There is a phrase that has quietly shaped how generations of wealth clients think about the share market. Buy blue chips. Hold them forever. What could possibly go wrong?

According to Dion Hershan, executive chairman and head of Australian equities at Yarra Capital Management, quite a lot.

The risk of holding broken blue chips is more common than most investors realise. His research framework is built around a deceptively simple distinction: there are blue chips, and there are broken blue chips.

The evidence he marshals is uncomfortable. QBE had higher earnings in 2007 than it does today. Telstra’s earnings peaked more than a decade ago. Of the current ASX 20, around fourteen companies have lower earnings today than they did five years ago. “Just because a company is large,” Hershan says, “it doesn’t speak to their forward prospects.”

A market propped up by flows, not fundamentals

The ASX 20 has delivered price gains of around 35 per cent over three years, despite earnings contracting by roughly 2 per cent a year over the same period. Hershan’s explanation is structural.

The shift toward passive investing, quantitative strategies and high-frequency trading has pushed a weight of money into large-cap stocks regardless of underlying business performance. Valuations have now stretched to around 20 times forward earnings, a level he describes as almost without precedent.

The danger for advisers is confusing that price performance with health. “The outperformance doesn’t emanate from strong business performance,” Hershan says. “If anything, it probably speaks to a vulnerability around valuations.”

When broken blue chips change their stripes

For Hershan, the central research question is whether a company is changing in ways that erode its long-term earnings capacity. The signals he watches for are recognisable: poor capital allocation, ill-conceived acquisitions, weak leadership and shifts in industry structure.

Large companies, he argues, are often the least equipped to respond. Many pursue growth through M&A, and the evidence that most acquisitions destroy rather than create value has been accumulating for decades.

The broader environment makes this more acute. Technology disruption is accelerating and geopolitical shocks are becoming more economically consequential. The playbook that served a previous generation was written in a less volatile world. “We’re definitely in a period where technology disruption is going to be absolutely profound,” Hershan says.

“Be vigilant when you see businesses that change their stripes. When you see significantly better opportunities, don’t hesitate to rotate. That’s why we use the phrase: be disloyal.”

Where the real growth opportunity sits

The more interesting opportunity, in Hershan’s view, sits further down the capitalisation spectrum. Mid-cap companies occupy a sweet spot: proven businesses with sound balance sheets, but not yet mature enough to have exhausted their growth runway. Product expansion, cross-selling and entry into new geographies are paths they can pursue without the organisational inertia that slows larger peers.

Hershan points to ResMed and Carsales as illustrations. Both established dominant positions domestically before carefully extending their playbooks into international markets. They represent what he is looking for: proven models with room still to scale.

The macroeconomic backdrop reinforces the case.

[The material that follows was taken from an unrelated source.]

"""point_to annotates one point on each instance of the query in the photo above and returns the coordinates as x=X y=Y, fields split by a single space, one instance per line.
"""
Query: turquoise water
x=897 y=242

Australia faces prolonged low growth, falling productivity and rising debt levels. Banks and major miners, which dominate the ASX 20, are directly exposed to those headwinds. “We’re not looking to buy exposure to the Australian economy,” Hershan says. “We’re trying to find the outliers.”

The franking credits distraction

One reason concentration in large-cap stocks has proved so durable is franking credits. The tax advantage has been a powerful anchor, keeping investors in high-yielding names and reducing the incentive to look more broadly.

Hershan’s view is that this framing has been costly. Franking credits account for only around 10 to 15 per cent of the total long-term returns of the Australian market. Over the full cycle, roughly half of equity returns come from capital appreciation. A portfolio optimised for yield and franking is chasing a minority share of the available return.

The counterintuitive warning sign is a very high dividend yield, which tends to reflect past success rather than future earnings capacity. “Some of the worst leading indicators for a stock’s future performance is a very high dividend yield,” Hershan says. “It speaks to prior success, not actual future success.”

What disloyalty looks like in practice

For advisers, this argument requires shifting the client conversation away from the comfort of familiar names and toward the question of whether those names are still earning their place.

Hershan is clear that disloyalty is not a trading strategy. It is not about chasing momentum. It is about maintaining vigilance over whether portfolio holdings are strengthening or deteriorating and being willing to act when the evidence points in one direction. That may produce higher turnover. Hershan believes it should also produce materially better returns.

A market in which 62 per cent of the ASX 200 is concentrated in 20 companies, many with a decade or more of stagnant or declining earnings, does not reward passive acceptance of index composition. The more interesting opportunities may well sit in the 180 companies below.

“Those companies are not loyal to you in the sense of generating long-term returns,” Hershan says. “So be disloyal.”